Simon wrote it all down. “And you slept the sleep of the just until you were roused by the boy coming to call you to the pond this morning?” he clarified.

“Yes,” Dr Marks replied. “Walter was already up, he got to the door before me. And we went down to the pond together.”

“You were in the house?” He turned to Kennett.

“I was in the kitchen,” Kennett replied. “I come over about half past five or six usually. We don’t stand on ceremony, much.”

“So you don’t sleep in the house?”

He looked horrified, brown eyes flaring with alarm. “No, in the old coachman’s quarters, over the old stables. The garage, now, really.”

Simon nodded. Much more appropriate. “But you spend a lot of time in the house?”

“Yes,” he said. “We eat together, and the surgery is here, of course.”

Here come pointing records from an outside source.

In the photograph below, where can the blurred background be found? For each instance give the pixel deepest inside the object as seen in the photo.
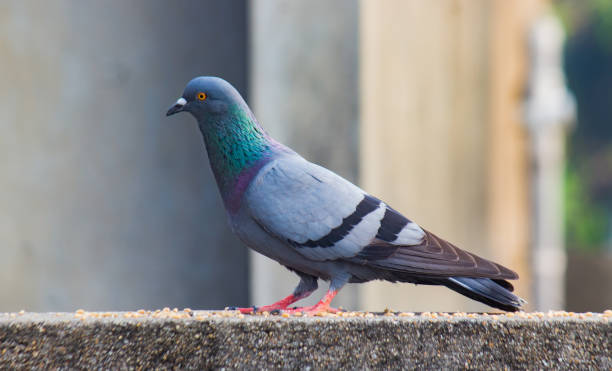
(487, 122)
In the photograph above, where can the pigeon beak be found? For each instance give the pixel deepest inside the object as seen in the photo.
(177, 107)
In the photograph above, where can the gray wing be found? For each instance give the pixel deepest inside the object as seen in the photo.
(318, 213)
(325, 217)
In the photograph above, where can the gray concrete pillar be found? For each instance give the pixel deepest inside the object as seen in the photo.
(106, 203)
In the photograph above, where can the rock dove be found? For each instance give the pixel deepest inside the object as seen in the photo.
(318, 224)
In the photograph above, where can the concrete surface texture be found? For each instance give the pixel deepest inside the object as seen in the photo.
(106, 203)
(188, 339)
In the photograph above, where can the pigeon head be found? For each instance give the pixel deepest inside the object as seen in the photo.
(236, 144)
(208, 97)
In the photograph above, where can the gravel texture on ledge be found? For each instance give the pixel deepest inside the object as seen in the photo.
(172, 339)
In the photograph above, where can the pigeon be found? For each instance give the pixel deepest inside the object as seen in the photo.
(318, 224)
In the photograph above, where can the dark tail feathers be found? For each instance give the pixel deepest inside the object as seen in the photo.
(487, 291)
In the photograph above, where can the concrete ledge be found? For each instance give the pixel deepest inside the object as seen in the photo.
(203, 340)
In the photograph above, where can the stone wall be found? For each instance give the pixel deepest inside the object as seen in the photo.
(205, 340)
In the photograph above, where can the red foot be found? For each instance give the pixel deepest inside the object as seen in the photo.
(279, 305)
(314, 309)
(322, 306)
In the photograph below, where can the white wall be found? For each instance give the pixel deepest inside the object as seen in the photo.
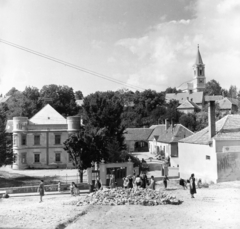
(192, 159)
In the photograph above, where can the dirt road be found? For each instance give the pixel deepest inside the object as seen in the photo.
(215, 207)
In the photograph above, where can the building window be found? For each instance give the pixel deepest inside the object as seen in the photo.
(57, 139)
(57, 157)
(69, 158)
(37, 158)
(36, 139)
(24, 139)
(15, 140)
(23, 158)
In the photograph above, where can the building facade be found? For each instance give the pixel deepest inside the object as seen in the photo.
(211, 158)
(38, 142)
(164, 141)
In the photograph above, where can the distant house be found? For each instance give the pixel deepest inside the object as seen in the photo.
(207, 153)
(188, 107)
(195, 97)
(136, 139)
(228, 105)
(5, 99)
(38, 142)
(164, 140)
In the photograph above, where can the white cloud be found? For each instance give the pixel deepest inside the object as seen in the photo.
(97, 44)
(168, 50)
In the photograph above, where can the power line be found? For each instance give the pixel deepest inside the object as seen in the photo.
(71, 65)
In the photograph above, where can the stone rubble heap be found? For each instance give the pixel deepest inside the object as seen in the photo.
(146, 197)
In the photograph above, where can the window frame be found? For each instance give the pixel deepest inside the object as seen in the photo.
(24, 137)
(55, 138)
(58, 153)
(34, 140)
(39, 155)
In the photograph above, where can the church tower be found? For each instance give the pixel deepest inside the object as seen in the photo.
(199, 79)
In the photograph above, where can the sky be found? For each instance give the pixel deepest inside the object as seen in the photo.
(147, 44)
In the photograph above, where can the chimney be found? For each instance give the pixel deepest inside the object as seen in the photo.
(166, 124)
(211, 114)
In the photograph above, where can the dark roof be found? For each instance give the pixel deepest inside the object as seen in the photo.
(227, 128)
(4, 99)
(79, 102)
(196, 97)
(226, 103)
(188, 105)
(137, 134)
(171, 135)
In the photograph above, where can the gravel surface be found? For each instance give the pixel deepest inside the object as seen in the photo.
(214, 207)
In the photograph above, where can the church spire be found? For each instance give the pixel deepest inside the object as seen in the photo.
(198, 58)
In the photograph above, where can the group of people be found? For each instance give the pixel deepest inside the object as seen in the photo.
(139, 181)
(192, 184)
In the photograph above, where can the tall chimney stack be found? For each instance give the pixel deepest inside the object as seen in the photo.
(211, 114)
(211, 119)
(166, 124)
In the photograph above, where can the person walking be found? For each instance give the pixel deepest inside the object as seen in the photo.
(192, 186)
(152, 183)
(165, 179)
(59, 186)
(76, 190)
(41, 190)
(98, 184)
(112, 182)
(125, 182)
(72, 189)
(138, 181)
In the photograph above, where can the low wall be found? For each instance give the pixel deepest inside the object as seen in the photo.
(48, 188)
(173, 172)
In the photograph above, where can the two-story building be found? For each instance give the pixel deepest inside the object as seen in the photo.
(38, 142)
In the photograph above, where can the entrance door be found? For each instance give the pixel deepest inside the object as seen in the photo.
(119, 173)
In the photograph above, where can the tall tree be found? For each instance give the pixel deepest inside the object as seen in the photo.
(62, 99)
(104, 110)
(6, 151)
(78, 95)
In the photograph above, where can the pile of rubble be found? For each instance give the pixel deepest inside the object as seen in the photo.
(146, 197)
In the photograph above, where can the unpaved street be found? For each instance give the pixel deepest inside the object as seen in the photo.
(214, 207)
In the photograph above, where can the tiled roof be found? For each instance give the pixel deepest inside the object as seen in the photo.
(227, 128)
(4, 99)
(137, 134)
(172, 134)
(48, 115)
(226, 103)
(79, 102)
(187, 105)
(196, 97)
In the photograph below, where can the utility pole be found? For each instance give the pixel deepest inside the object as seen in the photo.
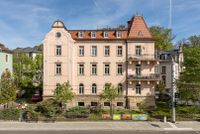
(173, 92)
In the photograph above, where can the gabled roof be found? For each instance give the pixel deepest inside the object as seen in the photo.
(138, 28)
(4, 49)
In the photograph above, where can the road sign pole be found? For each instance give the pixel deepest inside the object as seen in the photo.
(173, 93)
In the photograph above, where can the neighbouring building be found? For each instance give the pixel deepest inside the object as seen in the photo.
(6, 59)
(166, 66)
(89, 59)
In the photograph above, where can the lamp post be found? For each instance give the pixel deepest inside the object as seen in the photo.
(173, 92)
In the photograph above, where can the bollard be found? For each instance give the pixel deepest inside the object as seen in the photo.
(165, 119)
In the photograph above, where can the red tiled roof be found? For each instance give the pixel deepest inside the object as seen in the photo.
(138, 28)
(99, 34)
(4, 49)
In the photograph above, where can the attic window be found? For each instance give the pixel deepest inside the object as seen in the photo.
(58, 34)
(80, 34)
(140, 33)
(93, 34)
(118, 34)
(105, 34)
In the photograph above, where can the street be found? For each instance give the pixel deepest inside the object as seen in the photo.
(98, 132)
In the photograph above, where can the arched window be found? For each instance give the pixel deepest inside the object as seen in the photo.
(81, 88)
(138, 89)
(120, 89)
(94, 88)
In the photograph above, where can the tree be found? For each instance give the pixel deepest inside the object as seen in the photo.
(161, 88)
(63, 93)
(28, 72)
(163, 37)
(189, 81)
(110, 93)
(7, 88)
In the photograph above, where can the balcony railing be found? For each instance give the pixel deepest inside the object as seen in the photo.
(144, 77)
(143, 57)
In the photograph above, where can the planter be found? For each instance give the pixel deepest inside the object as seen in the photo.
(126, 116)
(139, 117)
(116, 116)
(105, 116)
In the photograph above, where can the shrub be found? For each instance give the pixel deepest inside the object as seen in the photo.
(31, 114)
(48, 108)
(77, 112)
(9, 114)
(96, 110)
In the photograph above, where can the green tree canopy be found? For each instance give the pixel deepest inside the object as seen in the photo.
(28, 72)
(163, 37)
(189, 81)
(110, 93)
(63, 92)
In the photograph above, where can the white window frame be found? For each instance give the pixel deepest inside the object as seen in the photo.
(81, 51)
(106, 69)
(138, 89)
(119, 50)
(138, 69)
(94, 88)
(106, 51)
(93, 69)
(58, 50)
(118, 69)
(6, 58)
(81, 69)
(93, 51)
(138, 50)
(118, 34)
(105, 34)
(58, 69)
(81, 88)
(93, 34)
(80, 34)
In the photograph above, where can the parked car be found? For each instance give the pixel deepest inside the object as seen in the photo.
(36, 98)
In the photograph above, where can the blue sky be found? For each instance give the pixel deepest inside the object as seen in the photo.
(25, 22)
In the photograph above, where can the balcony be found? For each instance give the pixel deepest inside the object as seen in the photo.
(148, 77)
(143, 57)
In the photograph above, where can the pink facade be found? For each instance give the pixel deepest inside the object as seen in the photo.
(90, 58)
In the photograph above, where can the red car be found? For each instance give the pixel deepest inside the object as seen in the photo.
(36, 98)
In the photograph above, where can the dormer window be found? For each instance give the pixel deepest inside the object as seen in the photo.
(140, 33)
(58, 34)
(80, 34)
(93, 34)
(105, 34)
(118, 34)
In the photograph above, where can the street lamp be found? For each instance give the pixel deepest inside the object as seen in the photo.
(173, 92)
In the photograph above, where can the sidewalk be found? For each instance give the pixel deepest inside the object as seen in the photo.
(101, 125)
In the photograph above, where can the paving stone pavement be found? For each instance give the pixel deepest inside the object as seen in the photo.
(101, 125)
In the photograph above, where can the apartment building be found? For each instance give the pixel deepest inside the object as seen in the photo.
(171, 65)
(6, 62)
(89, 59)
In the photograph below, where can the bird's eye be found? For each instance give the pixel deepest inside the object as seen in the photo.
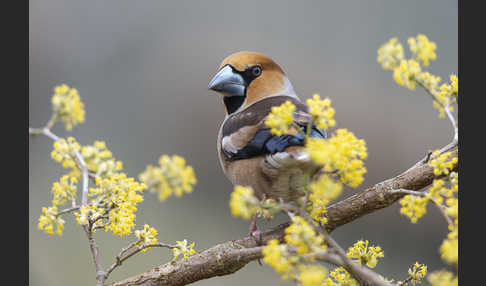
(256, 71)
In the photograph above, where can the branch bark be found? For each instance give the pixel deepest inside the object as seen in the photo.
(228, 257)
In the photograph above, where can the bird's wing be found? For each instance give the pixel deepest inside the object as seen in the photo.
(245, 135)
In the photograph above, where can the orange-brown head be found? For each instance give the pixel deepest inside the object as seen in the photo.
(246, 77)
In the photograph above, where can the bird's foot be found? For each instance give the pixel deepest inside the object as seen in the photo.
(256, 234)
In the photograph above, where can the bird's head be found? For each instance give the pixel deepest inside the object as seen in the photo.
(246, 77)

Dr Marks interjected. “We were all part of the same team at Royaumont. Old habits die hard, Detective.”

“France?” Simon said.

She nodded. “Yes. The Scottish Women’s’ Hospital. Outside Paris.”

That made sense.

“And when you came home, you set up shop here?”

“Yes. My father had the practice before the war. And his father before him. It seemed the natural thing to do. Orderly Kennett was due to retire from the army and of course Miss Hall-Bridges had gone home to her parents.”

Simon nodded, closing his notebook, and sliding it and his pencil back into the inside pocket of his jacket. “Well, you have a lovely house,” he said. “It’s good that it’s being used for something.”

He had strong views on people who lived in big houses with lots of money and didn’t do anything with it.

Dr Marks looked at him a little oddly. Perhaps he shouldn’t have said that aloud. Kennett was watching him as if he knew exactly what he meant, though. It was a strange household. Not quite proper that Kennett was such close friends with the women. But what was proper these days? Twenty years ago there’d have been a bevy of maids and footmen and by-your-leave and Simon would have been shown in the servant’s entrance at the back and not been offered tea.

He tilted his cup and peered in hopefully, but it was empty.

“Well,” he said, rising to his feet. “If you’ll excuse me, I suppose I should go and wait for the transport for the body outside in the lane. Although I suppose anyone in the village will direct them.”

He nodded to both ladies. “Thank you for your information about last night,” he said. “I might need to speak to you about it again, but it gives me somewhere to start, at least.” He looked at Miss Hall-Bridges. “I’m very sorry about your face, Miss. I hope it isn’t too painful.”

She smiled carefully. “It’s a bit sore, but I’m sure it’ll be fine.”

He couldn’t help noticing there was a palpable change in the atmosphere now he was leaving. The natural relief of having both a curious policeman and an inconvenient body simultaneously removed from the premises? Or something more?